In Dr. Mills' research, there was no correlation between the amount of enjoyment players had, and the performance level of the system they were using. If curious, you can view which system is which on page 32 of the report. Source: Mills et al., Green Gaming: Efficiency Without Performance Compromise, 2018, Lawrence Berkeley National Research Laboratory. URL: https://drive.google.com/file/d/1toMqhOk4_E1kTh5c2go7ZH4xIW8Rl1qV/view (via greeningthebeast.org)

This echoes something George Kamiya also mentioned during our conversation.
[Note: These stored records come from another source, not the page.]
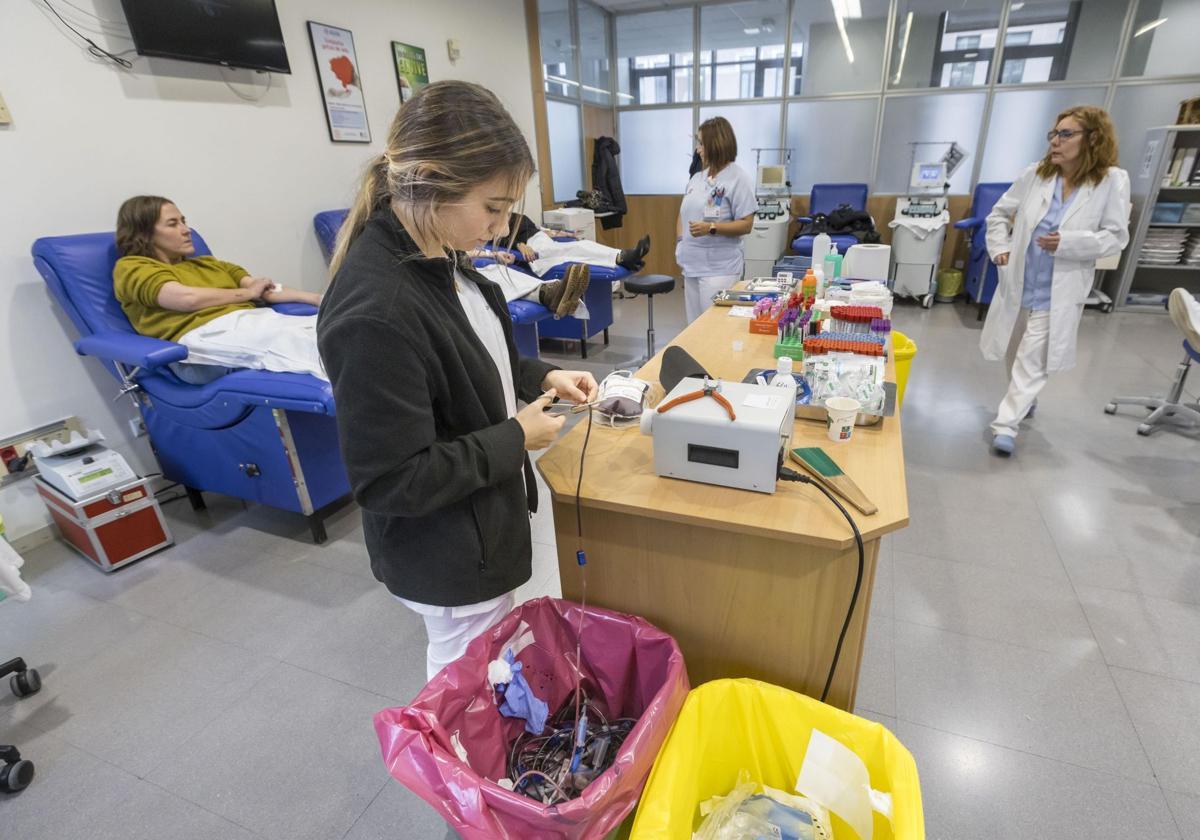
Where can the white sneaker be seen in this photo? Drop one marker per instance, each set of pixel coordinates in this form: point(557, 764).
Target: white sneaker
point(1185, 311)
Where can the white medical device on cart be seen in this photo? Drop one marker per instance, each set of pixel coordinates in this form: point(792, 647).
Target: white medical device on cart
point(699, 441)
point(768, 237)
point(101, 507)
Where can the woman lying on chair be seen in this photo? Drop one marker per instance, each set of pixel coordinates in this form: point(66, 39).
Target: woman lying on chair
point(561, 297)
point(217, 310)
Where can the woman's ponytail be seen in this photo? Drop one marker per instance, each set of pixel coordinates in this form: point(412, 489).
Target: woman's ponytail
point(372, 190)
point(444, 142)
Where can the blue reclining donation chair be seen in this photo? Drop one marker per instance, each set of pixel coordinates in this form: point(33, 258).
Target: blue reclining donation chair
point(982, 279)
point(252, 435)
point(826, 198)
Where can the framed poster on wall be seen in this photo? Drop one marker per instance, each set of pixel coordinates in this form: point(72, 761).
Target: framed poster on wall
point(341, 88)
point(412, 71)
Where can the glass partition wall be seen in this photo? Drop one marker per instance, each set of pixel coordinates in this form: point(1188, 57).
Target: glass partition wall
point(850, 84)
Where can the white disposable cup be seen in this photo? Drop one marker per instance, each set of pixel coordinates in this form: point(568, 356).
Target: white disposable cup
point(840, 414)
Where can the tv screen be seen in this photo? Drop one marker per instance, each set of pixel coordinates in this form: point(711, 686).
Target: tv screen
point(234, 33)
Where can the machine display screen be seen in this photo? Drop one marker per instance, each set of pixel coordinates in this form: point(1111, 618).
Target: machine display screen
point(712, 455)
point(96, 474)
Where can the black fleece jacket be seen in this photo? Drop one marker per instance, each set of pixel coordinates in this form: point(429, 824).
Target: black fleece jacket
point(436, 463)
He suggested there's more to the issue than just the immediate carbon footprint alone. "What I sometimes worry about is that there's too much focus on the footprint and not enough on the effects that it has on society, and in other sectors - both positive and negative uses," he said.

"So there's a lot of hype from companies to say, 'Oh, our AI, or digital technologies, can reduce emissions in agriculture, or in transportation by using smart logistics.' But they often don't talk about the negative effects - that maybe it's making fossil fuels more competitive, because you can use machine learning to extract oil cheaper, or extend the lifetime of a coal plant, or something. I think we're in this phase where it's easiest to understand and track the energy - I mean, it is already hard to understand the energy use of gaming or Netflix or any part of digital's direct footprint. But the kind of systemic effects on society are much, much harder.
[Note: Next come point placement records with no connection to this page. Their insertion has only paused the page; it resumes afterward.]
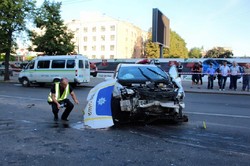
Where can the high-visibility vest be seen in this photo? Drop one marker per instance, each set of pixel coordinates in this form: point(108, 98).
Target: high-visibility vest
point(57, 93)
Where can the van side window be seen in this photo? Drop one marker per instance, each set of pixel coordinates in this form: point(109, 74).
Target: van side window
point(30, 65)
point(80, 64)
point(86, 64)
point(43, 64)
point(70, 64)
point(58, 64)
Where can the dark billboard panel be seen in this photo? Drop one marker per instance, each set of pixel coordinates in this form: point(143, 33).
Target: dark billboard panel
point(160, 28)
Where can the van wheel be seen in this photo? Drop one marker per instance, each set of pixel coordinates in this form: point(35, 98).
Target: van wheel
point(25, 82)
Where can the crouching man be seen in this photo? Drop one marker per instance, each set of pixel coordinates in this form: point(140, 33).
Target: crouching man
point(58, 98)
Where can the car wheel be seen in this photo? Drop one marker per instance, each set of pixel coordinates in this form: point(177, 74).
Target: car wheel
point(25, 82)
point(119, 116)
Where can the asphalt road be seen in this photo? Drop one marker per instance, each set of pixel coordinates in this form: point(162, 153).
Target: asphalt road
point(217, 133)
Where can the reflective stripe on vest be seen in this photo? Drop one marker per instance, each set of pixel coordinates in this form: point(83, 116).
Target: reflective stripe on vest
point(57, 93)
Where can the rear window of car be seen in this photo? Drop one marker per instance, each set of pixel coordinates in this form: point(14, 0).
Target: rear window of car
point(43, 64)
point(143, 73)
point(58, 64)
point(70, 64)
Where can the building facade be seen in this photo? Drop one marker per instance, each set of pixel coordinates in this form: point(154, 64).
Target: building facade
point(101, 37)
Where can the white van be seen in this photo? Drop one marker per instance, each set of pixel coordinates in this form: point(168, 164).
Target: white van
point(48, 69)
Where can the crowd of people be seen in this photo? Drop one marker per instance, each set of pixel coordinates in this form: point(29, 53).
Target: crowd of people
point(222, 74)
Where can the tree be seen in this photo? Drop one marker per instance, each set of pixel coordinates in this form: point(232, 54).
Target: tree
point(177, 47)
point(195, 53)
point(56, 39)
point(14, 15)
point(219, 52)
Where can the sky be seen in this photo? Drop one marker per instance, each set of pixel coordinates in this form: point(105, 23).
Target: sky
point(201, 23)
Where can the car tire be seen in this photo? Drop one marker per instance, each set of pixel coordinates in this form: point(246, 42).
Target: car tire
point(25, 82)
point(119, 116)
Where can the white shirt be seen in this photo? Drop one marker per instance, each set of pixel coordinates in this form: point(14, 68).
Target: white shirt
point(234, 70)
point(224, 70)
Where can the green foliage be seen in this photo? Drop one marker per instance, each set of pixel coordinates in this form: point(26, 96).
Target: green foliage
point(195, 53)
point(14, 15)
point(177, 47)
point(56, 39)
point(219, 52)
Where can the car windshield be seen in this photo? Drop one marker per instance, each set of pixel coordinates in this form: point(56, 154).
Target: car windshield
point(141, 73)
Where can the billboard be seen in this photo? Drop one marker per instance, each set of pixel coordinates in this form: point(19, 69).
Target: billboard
point(160, 28)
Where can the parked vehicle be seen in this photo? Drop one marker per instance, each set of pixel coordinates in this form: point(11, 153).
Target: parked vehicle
point(48, 69)
point(93, 69)
point(2, 70)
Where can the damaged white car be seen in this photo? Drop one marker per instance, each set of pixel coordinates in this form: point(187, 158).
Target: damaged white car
point(145, 92)
point(138, 92)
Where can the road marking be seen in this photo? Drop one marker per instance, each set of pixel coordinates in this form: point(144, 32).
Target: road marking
point(222, 115)
point(18, 97)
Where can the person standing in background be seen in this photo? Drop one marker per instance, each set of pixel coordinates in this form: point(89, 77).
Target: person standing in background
point(234, 70)
point(210, 75)
point(225, 71)
point(179, 68)
point(200, 71)
point(246, 77)
point(219, 77)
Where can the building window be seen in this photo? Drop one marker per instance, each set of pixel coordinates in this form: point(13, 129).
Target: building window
point(85, 38)
point(112, 28)
point(112, 47)
point(103, 28)
point(85, 48)
point(102, 48)
point(103, 38)
point(112, 37)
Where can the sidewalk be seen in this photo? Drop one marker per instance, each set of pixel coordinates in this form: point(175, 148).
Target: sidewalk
point(187, 84)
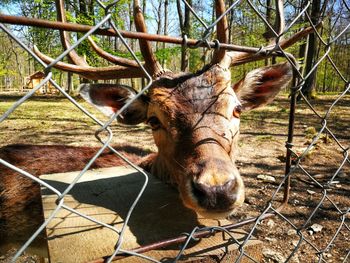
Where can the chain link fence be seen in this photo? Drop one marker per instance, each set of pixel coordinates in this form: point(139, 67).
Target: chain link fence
point(300, 169)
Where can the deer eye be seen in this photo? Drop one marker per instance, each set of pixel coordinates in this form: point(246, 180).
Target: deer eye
point(154, 123)
point(237, 111)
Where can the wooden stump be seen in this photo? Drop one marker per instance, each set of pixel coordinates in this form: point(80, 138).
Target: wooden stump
point(106, 195)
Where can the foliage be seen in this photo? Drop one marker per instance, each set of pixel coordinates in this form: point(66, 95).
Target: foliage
point(246, 28)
"Sometimes that kind of holistic picture is missing. I guess for gaming, there are these kind of 'rebound' effects. [Increased efficiency or accessibility] induces more demand, typically, so you might get more users or bigger files, because the incentives aren't aligned. It's kind of this runaway effect - and then you'd have the hardware providers [saying], 'We need to develop more powerful GPUs,' or, 'We're going to market our GPUs to sell every year and you should refresh your computer, because now it's too slow to run the latest game.'

"I think there are these kind of knock-on effects that we should also be talking about, because it's not just a story about the electricity you use at the plug, right? It's the materials and energy use that goes into producing that GPU, or the data centre, or your screen. And that's going to get proportionally higher over time, as these data centre operators decarbonise, and as our grid decarbonises. So even if you lived in Norway, where your electricity is basically zero carbon or close to it, if you ran a super powerful PC, and you had a huge screen at your house, the carbon emissions are very low - but there was a lot of carbon that went into producing your computer and your screen. That's obviously much harder for the consumer to control, other than to buy less frequently or to have more repairable or upgradable components."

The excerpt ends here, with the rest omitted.